Emekçi olarak sınıflandırılanlar arasında da çalışır, üretir, emekçi hareketini destekler gibi görünüp üretilen değeri üstlenen, örtülü şekilde işvereni destekleyen, haksız edinmelere yol açan sözde emekçiler de vardır. Uygulamada sarı sendika olarak nitelendirilen işbirlikçi sendikacılık oldukça yaygındır. Sermayeden yana politika izleyen siyasal partileri destekleyen sendikalar da sarı sendika olarak sınıflandırılmalıdır. 

Ülkemizde 24 Ocak 1980 kararları, 12 Eylül askeri darbesiyle sömürü, boyut kazanmıştır. Teşvik, kredi kolaylıkları, vergi ve varlık afları, yap-işlet-devret gibi finansman yöntemleri, grev hakkının kısıtlanması, toplu iş sözleşmelerinin etkisizleştirilmesi, sendikasızlaşmanın özendirilmesi gibi uygulamalar sömürüyü artırmıştır.

AKP döneminde mevcut sömürü araçlarına, adresi belli ihaleler, kamu fonlarının denetimsiz harcanması, vakıf alalamasıyla kamu varlıklarının özele aktarılması gibi araçlar da eklenmiş; sömürü siyasallaşmıştır.
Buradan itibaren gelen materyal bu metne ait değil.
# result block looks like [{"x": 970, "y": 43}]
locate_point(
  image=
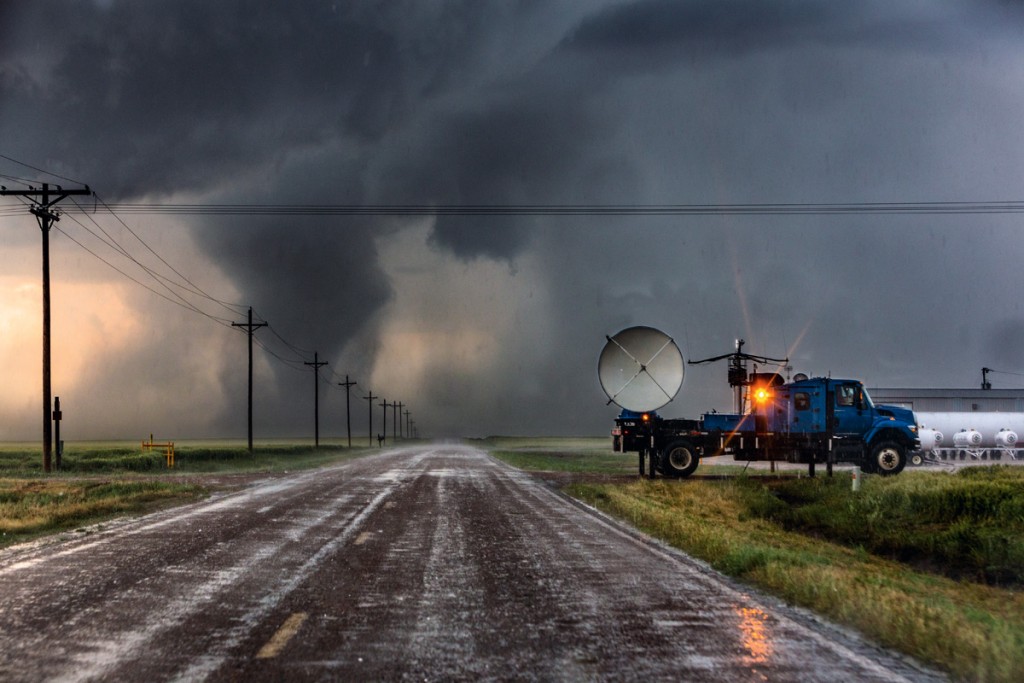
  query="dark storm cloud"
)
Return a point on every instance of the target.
[
  {"x": 477, "y": 102},
  {"x": 726, "y": 26},
  {"x": 168, "y": 96}
]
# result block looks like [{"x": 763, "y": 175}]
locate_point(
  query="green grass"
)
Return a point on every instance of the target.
[
  {"x": 207, "y": 457},
  {"x": 98, "y": 481},
  {"x": 33, "y": 508},
  {"x": 928, "y": 563}
]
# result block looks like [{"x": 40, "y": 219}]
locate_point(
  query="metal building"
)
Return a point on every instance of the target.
[{"x": 952, "y": 400}]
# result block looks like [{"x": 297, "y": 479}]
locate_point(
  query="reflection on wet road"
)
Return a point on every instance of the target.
[{"x": 433, "y": 563}]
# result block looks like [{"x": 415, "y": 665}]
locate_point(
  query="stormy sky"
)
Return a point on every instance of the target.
[{"x": 493, "y": 325}]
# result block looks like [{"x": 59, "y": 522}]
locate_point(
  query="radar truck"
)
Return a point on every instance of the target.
[{"x": 810, "y": 420}]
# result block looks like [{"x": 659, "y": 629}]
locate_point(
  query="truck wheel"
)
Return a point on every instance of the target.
[
  {"x": 888, "y": 458},
  {"x": 680, "y": 460}
]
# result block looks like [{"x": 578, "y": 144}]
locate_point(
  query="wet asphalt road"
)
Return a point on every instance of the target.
[{"x": 429, "y": 563}]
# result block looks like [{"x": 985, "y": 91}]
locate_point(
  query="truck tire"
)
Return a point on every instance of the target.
[
  {"x": 887, "y": 458},
  {"x": 679, "y": 460}
]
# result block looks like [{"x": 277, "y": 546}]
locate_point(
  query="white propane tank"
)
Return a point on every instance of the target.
[
  {"x": 989, "y": 424},
  {"x": 968, "y": 438},
  {"x": 930, "y": 438},
  {"x": 1006, "y": 438}
]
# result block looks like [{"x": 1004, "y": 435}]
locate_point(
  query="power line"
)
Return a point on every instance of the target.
[
  {"x": 758, "y": 209},
  {"x": 34, "y": 168}
]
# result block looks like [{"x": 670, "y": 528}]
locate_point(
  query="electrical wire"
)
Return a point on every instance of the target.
[
  {"x": 760, "y": 209},
  {"x": 34, "y": 168}
]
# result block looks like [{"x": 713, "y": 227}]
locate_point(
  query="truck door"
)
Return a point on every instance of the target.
[
  {"x": 805, "y": 411},
  {"x": 851, "y": 415}
]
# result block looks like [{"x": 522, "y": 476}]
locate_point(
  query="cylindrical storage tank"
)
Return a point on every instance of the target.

Sömürünün siyasallaşması, üretken kesimlerden alınarak yandaşlara değer aktarılması, patron düzeninin doğal sonucudur. Patron ve çevresi, ihale, kredi, ödül, atama, ek gelir sağlama, kamu varlıklarını aktarma yollarıyla, kişi midesinden bağlanır yaklaşımıyla çıkar sağlamakta; yandaşlar da oylarıyla, övgüleriyle, biat ve itaat ederek patronu desteklemektedirler. Ülkemizdeki sömürü sınıfsal olmaktan ziyade siyasaldır.

İç sömürüye dış kaynaklı sömürü de eklenmektedir. Tatar kökenli siyaset adamı, iktisatçı Sultan Galiyev (1880-1939), esas sömürünün ülkeler arasında olduğunu, ekonomik açıdan zengin ülkelerin, fakir ülkeleri sömürdüğünü haklı olarak savunmuştur. Rezerv para, kredi, yatırım, dış ticaret sömürü araçlarıdır. Rezerv para olma, tüm dünyada geçerli para basma (séigniorage) hakkı, parasal gelir sağlamaktadır. ABD’de para basmanın sağladığı gelir, Fed tarafından hazineye devredilmektedir. İngiltere’de BOE kârının yarısını hazineye aktarmakta, BOE’nin mülkiyeti de devlete ait bulunmaktadır. ECB’nin emisyondan sağladığı parasal gelir, ulusal merkez bankaları aracılığıyla üye ülkelere dağıtılmaktadır.

Kredi ve yatırım da dış sömürü araçlarıdır. Yayılmacı ülkeler, bastıkları parayı, geliri düşük ülkelere yüksek faizle borç vermekte, ayrıca kredi riskini sigorta ederek primini de (CDS) maliyete eklemektedirler. Yerli uzantıların katkısıyla, yabancı sermaye yatırımları özendirilmekte, üretim montaj sanayine dönüşmekte, kâr yanı sıra yurtdışından yüksek fiyatla girdi alımı yapılarak transfer fiyatlandırması yoluyla da yurtdışına örtülü kâr, sermaye aktarılmakta, yerli sanayinin de gelişmesine engel olunmaktadır. Yabancı sermaye, zamanla geldiği ülkenin lehine baskı aracı olmaktadır.

Ekonomik açıdan gelişmiş ülkeler, dış ticareti sömürü aracı olarak kullanmakta, teknolojik gelişme, yeni ürün alalamasıyla ihraç ürünlerinin fiyatlarını yükseltmekte; gelişmekte olan ülkelere serbest ticaretin faydalarını telkin ederken; kendileri, örtülü olarak korumacılık yapmakta, kotalar, ek vergiler koyarak, ithalatı kısıtlamakta, ihracatçı ülkelere baskı yaparak, ihracat kotaları dahi koydurtmakta, dış ticaret haddini kendi lehlerine değiştirmektedirler.

Süreğen iç ve dış sömürü, halkımızı yoksullaştırmakta, yoksulluk sınırının altında yaşamaya zorlamaktadır. Sömürüden yakınmak, bilinenleri yinelemek sorunu çözmemektedir. Sömürünün sonlanması ütopya olmasına karşın; yine de sömürüyü azaltıcı önlemler almak, uygulamasına yönelmek amaçlanmalıdır.